The South Bay plant and an expanded Point Loma facility would treat sewage to secondary standards, which removes 85% to 90% of solids from effluent, before dumping it into the ocean. The city’s current “advanced primary” treatment system removes 75% to 80% of solids from the sewage.

A nearby plant being designed by the International Boundary and Water Commission would treat the estimated 25 million gallons of Mexican sewage that pours into the Tijuana River each day and flows into the ocean through the same outfall handling the 55 million daily gallons of South Bay sewage.

In all, the system would be sized to dispose of 341 million gallons of sewage generated each day by the estimated 2.9 million people who will live within the sewage district, which stretches from the Mexican border to Del Mar and east to Santee, by 2050.

Councilmen Bruce Henderson and Bob Filner, longstanding critics of the federal secondary sewage treatment requirements, voted against the plan along with 5th District Councilman Ed Struiksma.

Advertisement

Henderson and Filner believe that scientific evidence shows that the city’s sewage is not harming the ocean. They recently returned from a lobbying trip in Washington to explore chances for an amendment to the Clean Water Act that would allow sewage treated to advanced primary standards to be dumped in the deep waters of the Pacific Ocean.
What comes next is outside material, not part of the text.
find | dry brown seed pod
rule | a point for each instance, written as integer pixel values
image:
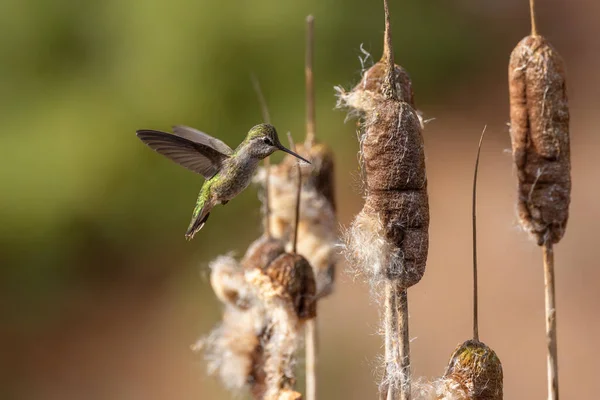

The pair also hope that the scale of the city’s water-reclamation effort will convince federal regulators to allow the Point Loma plant to remain at advanced primary treatment standards.

“With settlement negotiations going on and trial set, why don’t we wait until we get some resolution of those issues before we decide something like this?” Henderson asked.

Filner maintained that, with a drastically stepped-up water conservation effort, the Point Loma plant can handle all the city’s secondary sewage needs. The planned South Bay plant would not have to be built or could be used solely for water reclamation, precluding the need for an outfall that Filner contends will cause serious environmental damage.

The city plan “does not have a vigorous conservation element, which would significantly reduce the capacity even further,” Filner said. “And, if that capacity were reduced, you wouldn’t need, for example, a secondary-treatment plan in the South Bay.”

But Councilman Ron Roberts noted that the South Bay outfall will be needed anyway to transport Tijuana sewage into the ocean, eliminating an environmental hazard far greater than the damage caused by building the pipe.

Advertisement

And Mayor Maureen O’Connor thought little of the city’s chances of amending the Clean Water Act. “I got told the exact opposite: The law is the law, and they’re not changing the law,” O’Connor said of congressional leaders. “If anything, they’re going to get tougher.”

Frauenfelder urged the council to act, if only because the Point Loma plant, which now treats 190 million gallons of sewage daily, is nearing its capacity of 240 million gallons, a figure that could be reached by 2005, he said.

With time-consuming planning, land acquisition and construction ahead, the council must implement a system soon, he said.

“The court case notwithstanding, we must get on with the program,” he said. “We have no slack time.”